For our Python scripts we have used a fair number of idioms and variations such as importing a config.py file with the parameters as module global vars or importing the content of a dictionary. A different one we used lately is very useful and simple:

# This should be your program using the config

import os
class config :
    #Here we define the default parameters
    paramA = "value A"
    paramC = "value C"
    class category1 :
        paramC="value sub C"

    #Here we load new values from files, if they exist
    for configFile in [
        "/usr/share/myprog/defaultconfig",
        "/etc/myprog.conf",
        "~/.myprog/config",
        "myconfig.conf",
    ] :
        if not os.access(configFile,os.R_OK) : continue
        execfile(configFile)

# That's the config params usage.

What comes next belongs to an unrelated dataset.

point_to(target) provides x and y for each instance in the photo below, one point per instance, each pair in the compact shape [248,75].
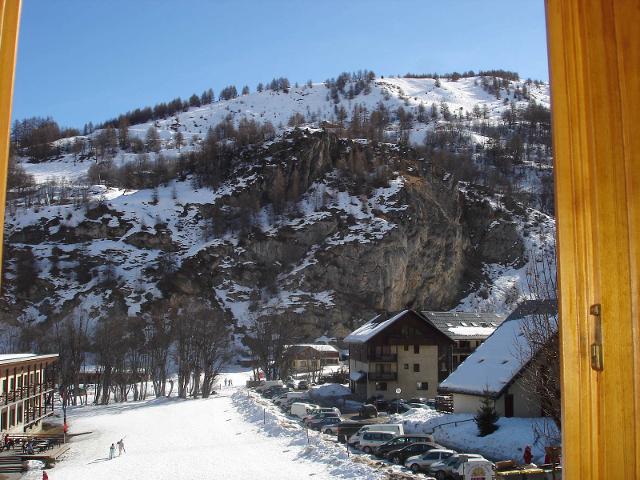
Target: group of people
[112,449]
[7,443]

Pretty!
print config.paramA
print config.paramB
print config.paramC
print config.category1.paramC
print "This is a template: %%(paramC)s" %% config.category1.__dict__

If you write in the config file this:

# myconfig.conf
paramA="new value A"
paramB="new value B"
category1.paramC="new subCvalue"
paramB+=" extension " + paramA

you’ll get this

new value A
new value B extension new value A
value C
new subCvalue
This is a template: new subCvalue

The config file is read as you were adding code at the same indentation level you have on the ‘execfile’ call.

Notice the advantages:

  • Your config file looks like var assignations
  • You can use inner classes to build up categories
  • You can have a list of configuration locations with different precedence
  • You can include almost whatever python code
  • You can do templating with the params getting a dictionary like config.__dict__ or config.category1.__dict__
  • You can put config checking code after loading.

Be carefull on unreliable contexts:

  • Malicious config files can include almost whatever python code
  • Config syntax errors crash the program (i guess that can be solved)
  • Config files may add any new attribute, category, or method you didn’t have

But if you are just managing your own utility scripts like us, that idiom is fantastic.